GARY HOFFMAN 21
Brahms derived the theme of this first movement, steeped in archaisms, from
Contrapunctus III of
The Art of Fugue
. He returns to Bach in the finale, where the
memory of Contrapunctus XIII is recalled, and indeed a certain fugal character
is apparent throughout the work. But for the colours, the harmonic complexity,
the discourse in which the registers alternate between one instrument and the
other, always letting one clearly dominate the other, how can one not notice the
influence of the String Sextet no.2 in G major, on which Brahms was also working?

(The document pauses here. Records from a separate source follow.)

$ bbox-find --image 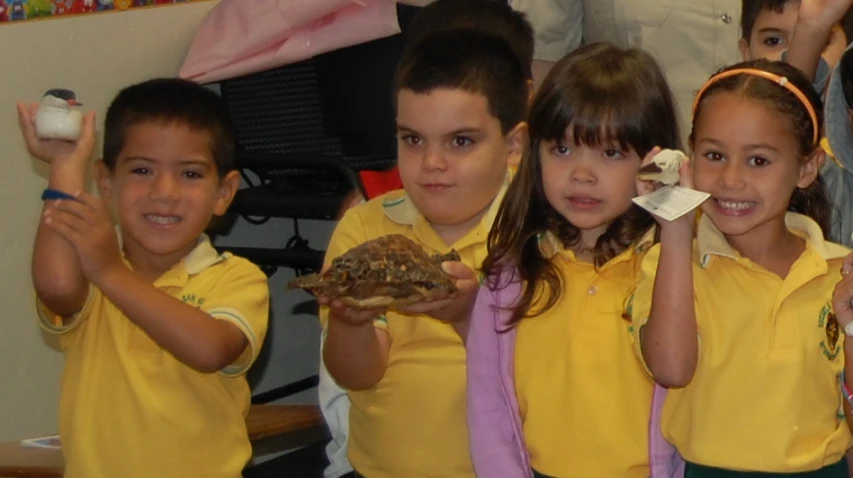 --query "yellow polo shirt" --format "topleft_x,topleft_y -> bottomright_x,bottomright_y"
38,236 -> 269,478
515,232 -> 654,478
320,172 -> 511,478
634,213 -> 852,473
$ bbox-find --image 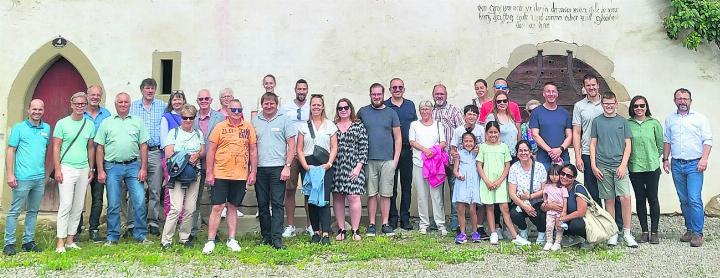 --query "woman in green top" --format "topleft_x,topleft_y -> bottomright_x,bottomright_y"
628,96 -> 663,244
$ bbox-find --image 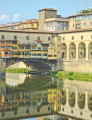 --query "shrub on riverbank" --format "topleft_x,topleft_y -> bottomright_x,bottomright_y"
6,68 -> 30,73
55,71 -> 92,82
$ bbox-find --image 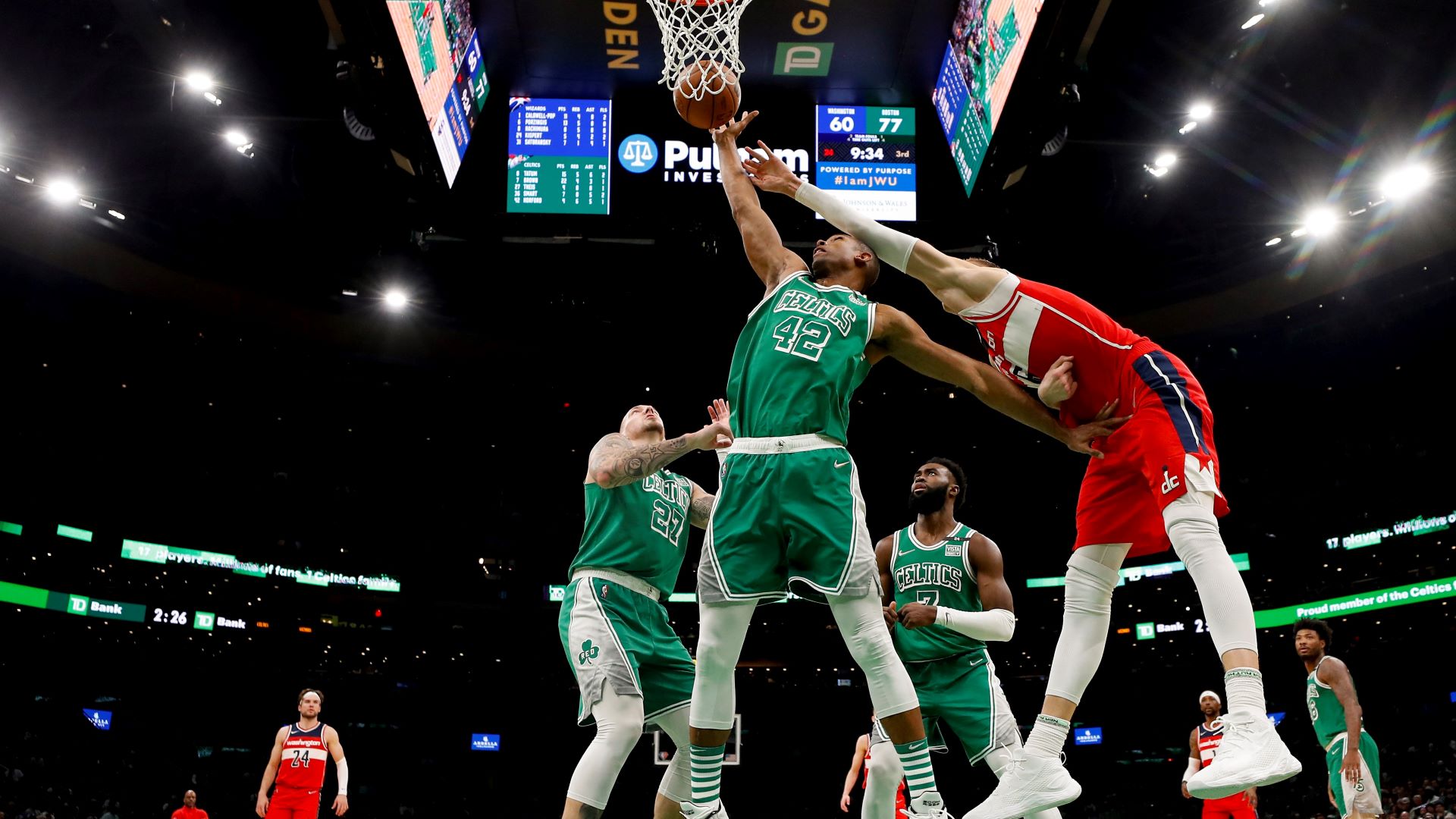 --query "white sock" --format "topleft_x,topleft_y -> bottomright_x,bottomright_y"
1223,669 -> 1266,717
1027,714 -> 1072,758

Both works, decidedly non-identical twins, were completed in 1865. The second
movement, marked Allegretto, is a minuet, light, airy, as if swept away by a tender
passepied, with aWatteauesque touch to it, and a Trio whose ländler is constantly
interrupted, another nod to the Baroque music that was to be a consistent source
of Brahmsian inspiration. The finale, for its part, declaims a formidable fugue that
leads inexorably to a dazzling coda, exhausting the string player’s bowing arm.

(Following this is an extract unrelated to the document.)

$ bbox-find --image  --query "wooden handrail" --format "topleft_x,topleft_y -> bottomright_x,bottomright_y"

Brahms had written the work for Josef Gänsbacher, a singing teacher and spare-
time cellist, but had warned him: his new opus had no intention of reducing the
piano to accompanying status, but aimed to give it a role as decisive as Beethoven
had done in his sonatas. At the first performance, Gänsbacher asked Brahms to
play less loudly, since (even though they were in the intimate surroundings of a
salon) the cellist was unable to hear himself; Brahms merely retorted, ‘Lucky man!’
The score was initially offered to Breitkopf & Härtel, but was returned to sender;
however, Simrock published it without hesitation in 1866.